2017 - страница 26



– Ну и что? Имею право, – не отставал Крылов, у которого живот завязался узлом, а бездна внизу открылась, как люк.

– Видишь мой парашют? – добрый бейсер кивнул через плечо. – Стоит две штуки грина. Если на…нешься, мне его назад не получить.

Этот аргумент Крылова убедил. Цифра в две тысячи баксов производила впечатление. Деятельность Крылова за порогом дома уже отчасти носила товарно-денежный характер. Пацаны, одетые в просторные китайско-адидасовские треники, тырили по мелочи из “своего” супермаркета “Восточный”, не подпуская к территории наглеющих чужих. Они старательствовали возле площади Матросова, бывшей Сенной, где река лежала на песочке, будто женщина на простыне, а под песочком в черном дурнопахнущем иле, некогда счищенном со дна коммунальными службами, попадались разные монеты, вплоть до золотых – размером с советскую копейку, с мелким, будто комарик, двуглавым орлом. Скоро в голове у подростка Крылова образовалось что-то вроде виртуальной бухгалтерии. Парашют – две тысячи баксов. Подержанный писюк – двести пятьдесят. Новый каталог World Coins – пятьдесят четыре. Лампа-шахтерка, чтобы лазать по сводчатым, низким, как тазики, горнозаводским подземельям, – восемьсот рублей. Станковый польский рюкзак – четыреста пятьдесят. Далеко не все желания могли осуществиться.
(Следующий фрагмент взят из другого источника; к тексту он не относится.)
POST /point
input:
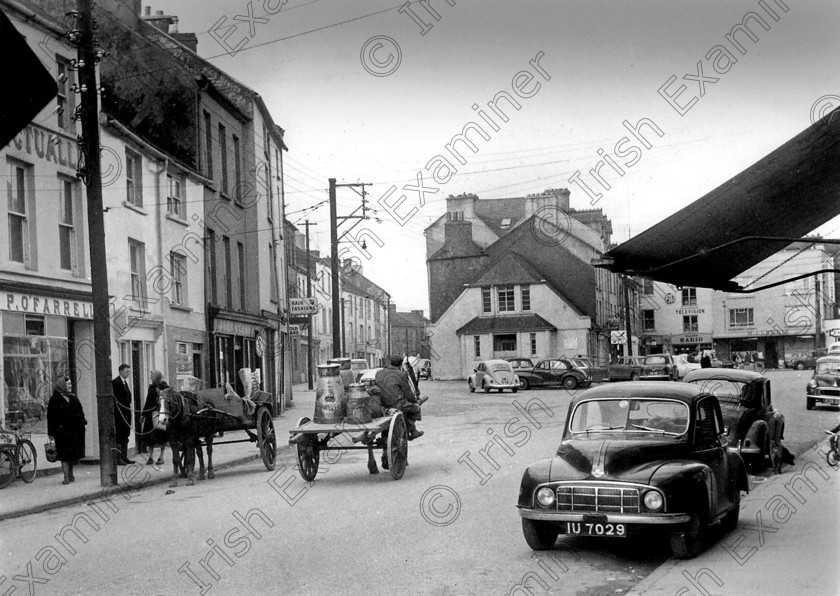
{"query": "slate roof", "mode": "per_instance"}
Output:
(502, 323)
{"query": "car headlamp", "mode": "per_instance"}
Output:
(653, 500)
(545, 497)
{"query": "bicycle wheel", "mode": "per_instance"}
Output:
(7, 468)
(28, 461)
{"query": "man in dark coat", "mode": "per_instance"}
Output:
(122, 412)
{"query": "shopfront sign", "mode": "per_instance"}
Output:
(690, 339)
(43, 305)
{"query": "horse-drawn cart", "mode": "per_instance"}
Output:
(387, 432)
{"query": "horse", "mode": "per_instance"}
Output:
(187, 423)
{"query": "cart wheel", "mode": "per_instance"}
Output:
(28, 460)
(308, 456)
(397, 446)
(266, 438)
(7, 468)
Прыгать с “поганки” подросток Крылов приспособился во сне. При засыпании “адресом сайта” служил определенный набор ощущений – в частности, образ сносимого баллона, заставлявший жилками почувствовать высоту в четыреста метров, на которой баллон напоминал вышедшего в открытый космос маленького астронавта. Не всегда, но часто Крылову удавалось оказаться там, где все шаталось, зыбилось, посвистывало. Как и наяву, в глубине золотистой бездны плыли, жадно вбираемые кварталами, будто вода кусочками сахару, влажные тени облаков, а жесткая тень “поганки” не впитывалась ничем – так что трудно было поверить в себя как в точку на краю теневой изломанной шляпы, на гребне маленькой коричневой крыши. Во сне Крылов отрывался от бетона, сделав особое усилие напряженной диафрагмой: сразу в ушах и голове становилось как в забитом помехами радиоприемнике, сумасшедший воздух, залезая в рот, трепал изнутри раздутые щеки, будто тряпичные флажки. Потеряв себя как точку на дне похорошевшей, оживившейся бездны, Крылов нестерпимо остро предчувствовал соединение с собой мчавшимся где-то внизу, как бешеный мотоциклист, – а за спиной никак не раскрывался райский двухтысячедолларовый парашют, и следовало как можно скорей и без остатка раствориться в ветре, к чему Крылов и приступал деловито, окончательно поддаваясь логике сновидения, его вибрирующим, исчезающим словам.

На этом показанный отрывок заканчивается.